Question

Using the data below, perform descriptive statistics analyses (mean, standard deviation, variance) for scores from the two class periods. Then,determine if there is a significant difference between the two sets of exam scores by performing an independent t test. Lastly, write a paragraph to convey the findings, using APA format.

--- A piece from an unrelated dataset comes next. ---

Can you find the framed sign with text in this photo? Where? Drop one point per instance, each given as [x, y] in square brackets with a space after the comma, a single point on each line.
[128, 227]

The number would not align as I like but Third Period Scores are as follow: 84, 92,,98,76,80,90,70,94,100,94,98,88,90,92,88,76,80,92 and 88

Sixth Period Scores: 80,90,82,78,72,80,70,86,80,88,70,86,68,76,90,82,70,84, and 84

Please write legible to understand response on the answer.

Thanking you in advance

Answer 1

For Third Period Scores:

Mean = 84 + 92 + 98 + 76 + 80 + 90 + 70 + 94 + 100 + 94 + 98 + 88 + 90 + 92 + 88 + 76 + 80 + 92 + 88/19 = 87.89

Standard deviation = √(84 - 87.89)² +  (92 - 87.89)² +  (98 - 87.89)² +  (76 - 87.89)² +  (80 - 87.89)² +  (90 - 87.89)² +  (70 - 87.89)² +  (94 - 87.89)² +  (100 - 87.89)² +  (94 - 87.89)² +  (98 - 87.89)² +  (88 - 87.89)² +  (90 - 87.89)² +  (92 - 87.89)² +  (88 - 87.89)² +  (76 - 87.89)² +  (80 - 87.89)² +  (92 - 87.89)² +  (88 - 87.89)²/19 - 1 = 8.26

Variance = Standard deviation² = 8.26² = 68.21

For Sixth Period Scores:

Mean = 80 + 90 + 82 + 78 + 72 + 80 + 70 + 86 + 80 + 88 + 70 + 86 + 68 + 76 + 90 + 82 + 70 + 84 + 84/19 = 79.79

Standard deviation = √(80 - 79.79)² +  (90 - 79.79)² +  (82 - 79.79)²+  (78 - 79.79)² +  (72 - 79.79)² +  (80 - 79.79)² +  (70 - 79.79)² +  (86 - 79.79)² +  (80 - 79.79)² +  (88 - 79.79)² +  (70 - 79.79)² +  (86 - 79.79)² +  (68 - 79.79)² +  (76 - 79.79)² +  (90 - 79.79)² +  (82 - 79.79)² +  (70 - 79.79)² +  (84 - 79.79)² + (84 - 79.79)²/19 - 1 = 7.08

Variance = Standard deviation² = 7.08² = 50.18

The hypothesis being tested is:

H₀: µ₁ = µ₂

H₁: µ₁ ≠ µ₂

s² = 18*68.21 + 18*50.18/19 + 19 - 2 = 59.193

t = (87.89 - 79.79)/√59.193(1/ 19 + 1/19) = 3.247

df = 19 + 19 - 2 = 36

The p-value for df = 36 and t = 3.247 is 0.0025.

Since the p-value (0.0025) is less than the significance level (0.05), we can reject the null hypothesis.

Therefore, we can conclude that there is a significant difference between the two sets of exam scores.